In recent years, international community members have established a range of grassroots organizations and projects to address these growing technical and social challenges in research software16,17. In their respective spheres of influence, these groups — including the Software Sustainability Institute (SSI), the US Research Software Sustainability Institute (URSSI), and the Better Scientific Software site — nurture communities, promote the growth of software ecosystems, and provide information about effective approaches for creating, sustaining and collaborating via scientific research software.

Conclusion and outlook

To fully exploit emerging exascale computational resources for next-generation computational science, we must explicitly acknowledge the critical role of software as the foundation of sustained collaboration and scientific progress. By embracing software ecosystem perspectives and tackling the intertwined technical, cognitive and social challenges related to high-quality, sustainable scientific software, we can fully integrate research advances across applied mathematics, computer science and domain sciences for next-generation computational science.
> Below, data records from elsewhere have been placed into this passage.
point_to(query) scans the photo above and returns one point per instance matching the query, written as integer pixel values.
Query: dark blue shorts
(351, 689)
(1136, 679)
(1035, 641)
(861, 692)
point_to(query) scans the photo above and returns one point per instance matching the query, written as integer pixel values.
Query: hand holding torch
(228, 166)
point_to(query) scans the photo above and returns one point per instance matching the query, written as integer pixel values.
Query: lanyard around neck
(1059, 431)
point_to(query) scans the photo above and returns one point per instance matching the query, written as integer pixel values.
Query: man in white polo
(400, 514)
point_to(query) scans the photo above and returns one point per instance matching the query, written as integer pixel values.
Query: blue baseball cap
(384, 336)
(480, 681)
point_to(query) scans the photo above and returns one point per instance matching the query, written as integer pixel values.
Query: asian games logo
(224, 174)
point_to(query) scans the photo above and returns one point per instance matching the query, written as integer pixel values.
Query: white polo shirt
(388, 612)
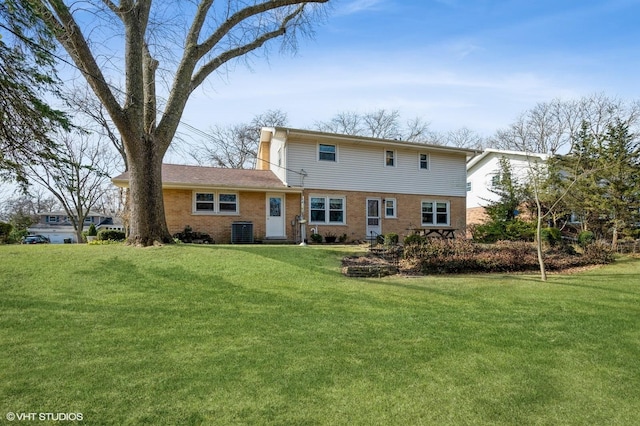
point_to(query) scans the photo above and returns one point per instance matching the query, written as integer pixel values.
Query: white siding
(278, 154)
(359, 167)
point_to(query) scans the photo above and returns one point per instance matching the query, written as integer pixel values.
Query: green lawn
(276, 335)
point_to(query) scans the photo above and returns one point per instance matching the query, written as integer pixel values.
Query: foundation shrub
(551, 236)
(111, 235)
(585, 238)
(391, 239)
(598, 253)
(444, 256)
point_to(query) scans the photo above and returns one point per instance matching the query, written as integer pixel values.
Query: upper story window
(327, 152)
(390, 158)
(329, 210)
(212, 203)
(423, 161)
(435, 213)
(390, 208)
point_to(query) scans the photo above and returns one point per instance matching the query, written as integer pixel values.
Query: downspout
(302, 221)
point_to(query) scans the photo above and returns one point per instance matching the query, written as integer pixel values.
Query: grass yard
(276, 335)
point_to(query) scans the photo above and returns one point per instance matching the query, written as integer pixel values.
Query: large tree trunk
(147, 222)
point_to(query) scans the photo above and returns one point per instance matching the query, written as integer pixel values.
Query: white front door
(275, 216)
(374, 225)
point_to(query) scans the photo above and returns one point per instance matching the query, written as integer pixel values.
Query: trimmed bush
(551, 236)
(585, 238)
(445, 256)
(5, 231)
(598, 253)
(111, 235)
(391, 239)
(316, 238)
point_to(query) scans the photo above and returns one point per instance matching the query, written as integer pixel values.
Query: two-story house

While the difficulties of extreme-scale computing and large, multidisciplinary research projects intensify software challenges, these issues are relevant across all computing scales and project sizes, given universal increases in complexity and change in scientific computing, along with the need to ensure the trustworthiness of computational results.

We encourage exploration of the resources being created by various organizations that support software ecosystem health by promoting collaboration on community policies and best practices for scientific software. All of us as members of the computational science community can play important roles in addressing these technical, cognitive and social challenges in scientific software by catalyzing change in our own projects, institutions and communities. This work is essential so that we can collectively advance toward predictive computational science and reap its benefits for science and society.